If my father wanted me to say more than one syllable to him he was going to be waiting a long time. My stubbornness was from both sides of my family—I was unstoppable.
"I'm not used to having anyone disobey me."
"Comes with being a dictator."
Well, that was more than one syllable, but I gave myself a pass. Someone needed to tell him that.
"I was worried about Judy. I may have overreacted."
"Whatever."
He watched me for a long time and I gave him my best I-don't-care-so-leave look. I had years perfecting that look. But it didn't work. He ended up sitting on the porch beside me.
"I can't change what's happened, Levi. I can do a lot of things, but I can't do that. But I should have known you'd keep your sister safe. I won't make that mistake again."
"Someone has to look after her. You were never around to do it." But that wasn't true. I finally knew that for sure. He was keeping her safe in the way he was made to do. "Sorry."
"I deserved that."
"No."
The two of us just sat there, having no idea what to say to one another.
"You're doing better that I did," Dad said.
"I don't need you to lie to me.
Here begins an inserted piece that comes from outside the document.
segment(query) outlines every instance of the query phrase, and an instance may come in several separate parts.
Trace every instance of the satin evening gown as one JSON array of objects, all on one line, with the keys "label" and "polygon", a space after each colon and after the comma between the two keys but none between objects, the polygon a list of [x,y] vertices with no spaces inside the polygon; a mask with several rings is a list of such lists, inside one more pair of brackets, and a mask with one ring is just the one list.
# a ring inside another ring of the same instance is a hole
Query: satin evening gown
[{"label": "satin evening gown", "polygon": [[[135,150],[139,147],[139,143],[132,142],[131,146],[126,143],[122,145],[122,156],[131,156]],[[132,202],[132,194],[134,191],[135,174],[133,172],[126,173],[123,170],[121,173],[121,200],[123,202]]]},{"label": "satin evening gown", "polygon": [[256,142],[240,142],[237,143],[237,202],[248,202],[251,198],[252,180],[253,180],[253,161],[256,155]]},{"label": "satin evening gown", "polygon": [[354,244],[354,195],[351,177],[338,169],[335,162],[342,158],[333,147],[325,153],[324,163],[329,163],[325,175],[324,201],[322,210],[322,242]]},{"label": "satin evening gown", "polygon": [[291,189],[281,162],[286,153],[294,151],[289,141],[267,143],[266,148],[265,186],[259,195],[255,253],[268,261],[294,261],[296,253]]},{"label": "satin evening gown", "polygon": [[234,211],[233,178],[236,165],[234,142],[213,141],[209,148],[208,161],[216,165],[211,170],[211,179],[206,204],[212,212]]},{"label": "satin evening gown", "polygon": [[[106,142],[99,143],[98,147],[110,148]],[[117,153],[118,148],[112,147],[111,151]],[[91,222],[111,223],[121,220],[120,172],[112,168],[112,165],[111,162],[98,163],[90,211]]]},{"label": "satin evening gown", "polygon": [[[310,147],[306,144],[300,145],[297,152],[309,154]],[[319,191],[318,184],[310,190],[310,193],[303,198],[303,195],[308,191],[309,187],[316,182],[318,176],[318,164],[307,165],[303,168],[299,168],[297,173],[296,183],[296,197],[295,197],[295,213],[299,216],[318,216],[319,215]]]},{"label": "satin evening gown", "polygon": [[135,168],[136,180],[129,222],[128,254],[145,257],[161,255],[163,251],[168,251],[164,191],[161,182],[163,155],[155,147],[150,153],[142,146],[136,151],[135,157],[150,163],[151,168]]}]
I'm...I'm a mess."
"I'm not lying. I didn't tell you to stay back because I didn't think you could handle it. I know you could; you're a natural. Better than anyone we've ever seen. You just...we're you're family, Levi. You need to trust us."
"Yeah."
"And I would never hurt your mother."
Responding with a smart ass comment (because I had seen way too much so I knew my mom liked it rough) was probably not the best way to show off my maturity, so I held back. I couldn't say anything serious because, yeah, it did make a lot more sense that vampires existed than my parents beat each other up.
I nodded instead and my dad left me on the front porch.